Re-read the last 8 words I said.This doesn't seem fair to most of the posters here. Zuccarello was a liability away from Kaprizov this year, Boldy was not. Boldy is young and improving, Zuccarello is old and declining. Please don't confuse patience as a double-standard. If Boldy stopped developing and began to perform as badly as Zuccarello at 5v5, there would be plenty of complaints about him.
I'm not convinced that Boldy is a line driver, but I'm also not convinced that he isn't. He's developing still, give him a year or two more to see if he can turn that corner.
I'm just saying there is a nice double standard. Boldy didn't exactly light the world on fire away from Kaprizov and Eriksson Ek. Even the year before, it took Johansson playing out of his mind for that line to look really good.

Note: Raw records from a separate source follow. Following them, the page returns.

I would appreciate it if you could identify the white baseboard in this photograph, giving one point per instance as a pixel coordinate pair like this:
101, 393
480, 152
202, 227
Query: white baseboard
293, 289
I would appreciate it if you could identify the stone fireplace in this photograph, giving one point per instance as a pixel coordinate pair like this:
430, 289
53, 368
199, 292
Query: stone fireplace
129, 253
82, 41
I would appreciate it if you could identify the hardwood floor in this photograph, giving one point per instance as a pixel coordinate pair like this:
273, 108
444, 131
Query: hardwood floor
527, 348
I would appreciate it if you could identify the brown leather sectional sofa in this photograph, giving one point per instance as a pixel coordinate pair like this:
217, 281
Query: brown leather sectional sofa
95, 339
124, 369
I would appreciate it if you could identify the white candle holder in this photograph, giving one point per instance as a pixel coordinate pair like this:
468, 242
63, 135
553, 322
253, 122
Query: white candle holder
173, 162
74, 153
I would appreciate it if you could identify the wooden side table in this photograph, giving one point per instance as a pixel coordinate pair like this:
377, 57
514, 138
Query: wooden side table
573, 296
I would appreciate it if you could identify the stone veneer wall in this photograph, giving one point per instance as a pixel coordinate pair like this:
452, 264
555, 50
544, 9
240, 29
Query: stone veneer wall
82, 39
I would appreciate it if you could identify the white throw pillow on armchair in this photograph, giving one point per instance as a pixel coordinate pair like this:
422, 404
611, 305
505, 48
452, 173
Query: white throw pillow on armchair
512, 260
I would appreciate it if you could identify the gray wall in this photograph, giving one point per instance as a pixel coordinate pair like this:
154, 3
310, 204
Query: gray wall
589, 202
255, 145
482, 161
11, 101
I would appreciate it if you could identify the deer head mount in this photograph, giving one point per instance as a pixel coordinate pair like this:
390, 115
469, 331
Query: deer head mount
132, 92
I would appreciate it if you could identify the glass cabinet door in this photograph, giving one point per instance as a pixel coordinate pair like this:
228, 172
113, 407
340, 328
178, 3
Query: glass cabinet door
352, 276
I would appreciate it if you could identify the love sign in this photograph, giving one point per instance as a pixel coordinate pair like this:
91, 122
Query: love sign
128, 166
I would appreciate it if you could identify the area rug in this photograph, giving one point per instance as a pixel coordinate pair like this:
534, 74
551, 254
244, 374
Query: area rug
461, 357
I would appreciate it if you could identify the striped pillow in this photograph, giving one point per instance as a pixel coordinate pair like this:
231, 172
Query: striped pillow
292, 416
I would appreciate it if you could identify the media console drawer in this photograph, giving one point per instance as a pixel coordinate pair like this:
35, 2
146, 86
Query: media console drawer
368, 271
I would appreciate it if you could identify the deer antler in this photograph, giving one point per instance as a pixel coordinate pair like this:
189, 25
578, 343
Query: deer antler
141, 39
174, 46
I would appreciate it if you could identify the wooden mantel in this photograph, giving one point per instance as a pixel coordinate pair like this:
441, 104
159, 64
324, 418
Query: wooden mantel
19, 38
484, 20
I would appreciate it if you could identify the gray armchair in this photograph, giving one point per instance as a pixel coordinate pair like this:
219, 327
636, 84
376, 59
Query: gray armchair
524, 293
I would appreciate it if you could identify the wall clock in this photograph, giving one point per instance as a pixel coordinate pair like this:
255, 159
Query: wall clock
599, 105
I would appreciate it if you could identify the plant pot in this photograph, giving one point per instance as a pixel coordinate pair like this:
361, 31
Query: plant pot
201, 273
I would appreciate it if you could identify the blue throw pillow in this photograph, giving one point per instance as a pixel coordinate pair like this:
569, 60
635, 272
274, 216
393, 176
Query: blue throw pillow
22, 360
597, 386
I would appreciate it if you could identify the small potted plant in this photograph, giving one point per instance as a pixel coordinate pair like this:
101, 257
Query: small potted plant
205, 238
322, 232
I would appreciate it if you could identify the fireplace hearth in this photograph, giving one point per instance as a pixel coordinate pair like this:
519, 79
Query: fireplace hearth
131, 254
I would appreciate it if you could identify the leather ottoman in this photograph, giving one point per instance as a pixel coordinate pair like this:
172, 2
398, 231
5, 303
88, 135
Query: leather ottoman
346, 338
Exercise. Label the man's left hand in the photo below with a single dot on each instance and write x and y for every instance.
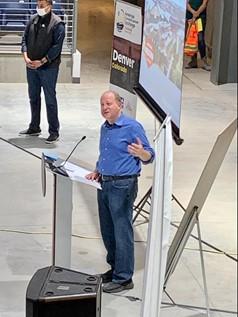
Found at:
(137, 150)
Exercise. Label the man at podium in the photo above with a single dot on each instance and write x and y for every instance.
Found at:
(123, 147)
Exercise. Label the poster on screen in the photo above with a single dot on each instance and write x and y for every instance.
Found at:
(126, 49)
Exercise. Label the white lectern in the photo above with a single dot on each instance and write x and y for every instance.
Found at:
(62, 213)
(62, 205)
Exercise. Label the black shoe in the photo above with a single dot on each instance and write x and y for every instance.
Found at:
(52, 139)
(106, 277)
(116, 287)
(30, 132)
(191, 64)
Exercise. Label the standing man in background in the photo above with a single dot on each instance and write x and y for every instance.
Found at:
(123, 146)
(197, 9)
(41, 47)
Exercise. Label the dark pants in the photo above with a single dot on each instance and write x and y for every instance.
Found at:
(45, 78)
(115, 202)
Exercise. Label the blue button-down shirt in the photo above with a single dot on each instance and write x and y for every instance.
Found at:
(114, 158)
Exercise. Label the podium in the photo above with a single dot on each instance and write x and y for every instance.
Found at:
(58, 292)
(62, 205)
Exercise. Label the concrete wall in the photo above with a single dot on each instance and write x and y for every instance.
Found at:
(13, 69)
(224, 50)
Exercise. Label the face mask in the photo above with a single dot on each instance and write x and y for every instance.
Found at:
(41, 12)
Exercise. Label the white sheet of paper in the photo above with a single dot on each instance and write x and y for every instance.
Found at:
(78, 173)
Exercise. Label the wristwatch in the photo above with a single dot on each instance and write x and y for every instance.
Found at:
(43, 60)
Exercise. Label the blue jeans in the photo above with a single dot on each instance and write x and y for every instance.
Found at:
(115, 203)
(45, 78)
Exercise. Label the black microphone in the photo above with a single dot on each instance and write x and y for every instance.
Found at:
(60, 163)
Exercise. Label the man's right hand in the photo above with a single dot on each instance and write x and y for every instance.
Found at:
(28, 61)
(94, 176)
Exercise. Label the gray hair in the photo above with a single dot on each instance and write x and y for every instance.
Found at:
(117, 97)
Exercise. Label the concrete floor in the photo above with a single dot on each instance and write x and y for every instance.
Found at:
(26, 217)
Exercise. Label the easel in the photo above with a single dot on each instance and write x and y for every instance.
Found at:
(191, 216)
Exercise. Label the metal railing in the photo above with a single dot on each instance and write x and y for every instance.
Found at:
(15, 14)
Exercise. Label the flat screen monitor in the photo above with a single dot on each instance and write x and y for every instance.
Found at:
(161, 66)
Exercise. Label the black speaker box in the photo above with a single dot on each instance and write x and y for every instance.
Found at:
(58, 292)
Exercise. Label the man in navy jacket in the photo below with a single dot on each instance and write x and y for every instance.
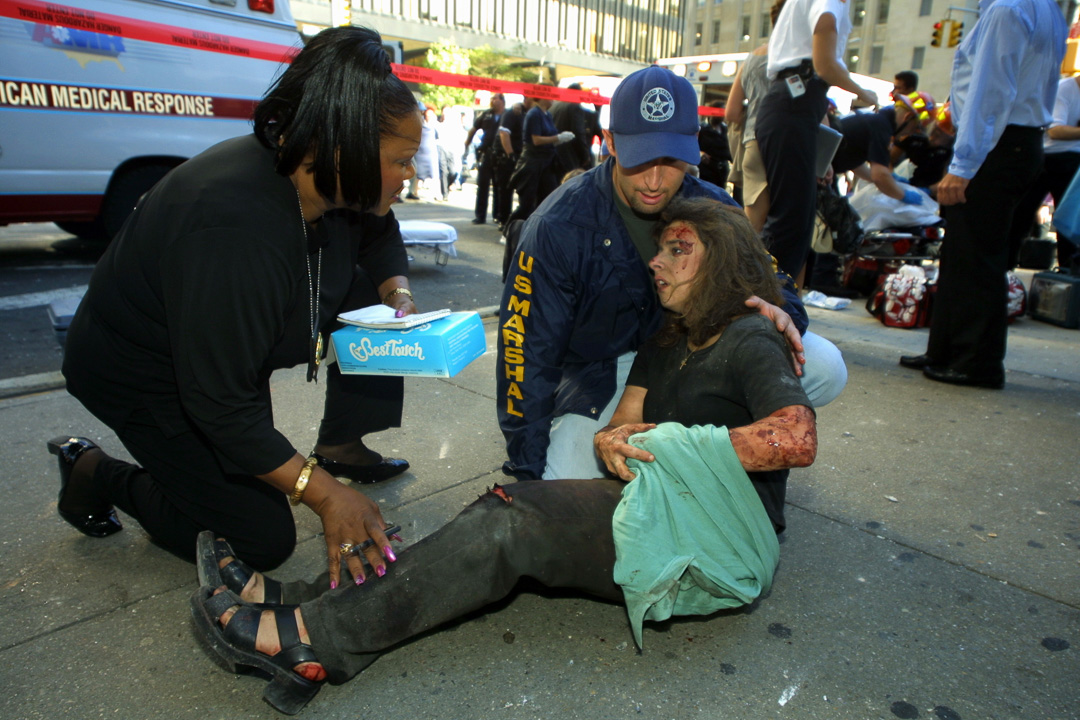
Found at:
(579, 298)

Kap-Ek-Boldy was put together around February 7th from what I can tell.
Boldy before February 7th: .76ppg
Boldy on and after February 7th: 1.09ppg
Kaprizov had an absolutely ridiculous 51 points in 33 games during that time frame February 7th and on. 1.55 ppg (127 point pace). He was most certainly the line driver. The other two were not close.
If you can only keep one and you lose the other to the abyss, who are you keeping Ek or Boldy?Tkachuk would be the least important guy on a line with Kaprizov and Eriksson Ek too, and he definitely wouldn't be the line driver for that group. Boldy drives offense more than Ek does too, which is what the conversation was about before you moved it to "better two-way play" to force the point about Boldy being the least important player there.
Tkachuk would be my target to drive the 2nd line. Similar to how Kaprizov and Fiala never played together. I don't view Boldy as that guy. He needs someone better than him on his line.